Source: Anthropic, "Prompt Caching," docs.anthropic.com, accessed July 2025.

Cost Reduction Tips

  • Route tasks to the right model Build a routing layer that sends simple tasks to Claude Haiku 4.5 ($1/$5 per M tokens) and reserves Sonnet or Opus variants for tasks requiring higher capability. Haiku handles most classification, extraction, and short-form generation tasks at a fraction of the cost of flagship models.
  • Compress your system prompt Every token in your system prompt is billed on every request. Audit yours regularly: remove redundant instructions, rewrite verbose directives concisely, and delete examples Claude does not need. A reduction from 800 to 250 tokens saves 550 input tokens per call. At 50,000 calls/month on Sonnet 4 ($3/M), that saves $82.50 per month.
  • Set explicit max_tokens limits Pass max_tokens in every request. Audit a sample of real responses, find the 95th percentile output length for your use case, and set max_tokens roughly 20% above that value. This prevents occasional runaway responses from inflating your output token costs without cutting off legitimate answers.
  • Use the Batch API for non-real-time work Anthropic's Message Batches API processes requests asynchronously at a 50% discount on both input and output token prices. If your workload includes tasks that do not require an immediate response — bulk analysis, overnight processing, report generation — the Batch API is the single largest cost lever available.
  • Trim conversation history in multi-turn apps In chatbot or agent applications, every previous message is included as input on subsequent calls. Implement a sliding window keeping only the N most recent turns, or summarise older turns into a compact block. Log token counts per session to identify conversations with unusually high input costs.

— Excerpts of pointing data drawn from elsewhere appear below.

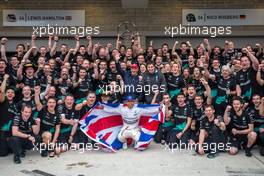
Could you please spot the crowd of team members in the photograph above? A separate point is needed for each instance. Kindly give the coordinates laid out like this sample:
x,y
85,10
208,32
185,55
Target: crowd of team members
x,y
211,95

Price Source & Calculator Accuracy

All model prices are sourced from Anthropic's official pricing page and model documentation, last verified July 2025. Anthropic may update prices, introduce new models, or deprecate older ones at any time without prior notice. Models listed as N/A for pricing are either deprecated or available only through enterprise arrangements.

The calculator's arithmetic is exact: it applies published per-million-token rates to the values you enter. Accuracy of your estimate depends on how closely your entered token counts and request volumes match real usage. The best way to improve accuracy is to instrument production code to log the usage field from each API response, then use real averages as inputs.

Non-USD currency amounts are indicative conversions using approximate exchange rates. Anthropic invoices exclusively in US Dollars.

Primary source: Anthropic, "Claude API Pricing," anthropic.com/pricing; Anthropic, "Models Overview," docs.anthropic.com/en/docs/about-claude/models. Weekly usage data: OpenRouter model stats. Accessed July 2025.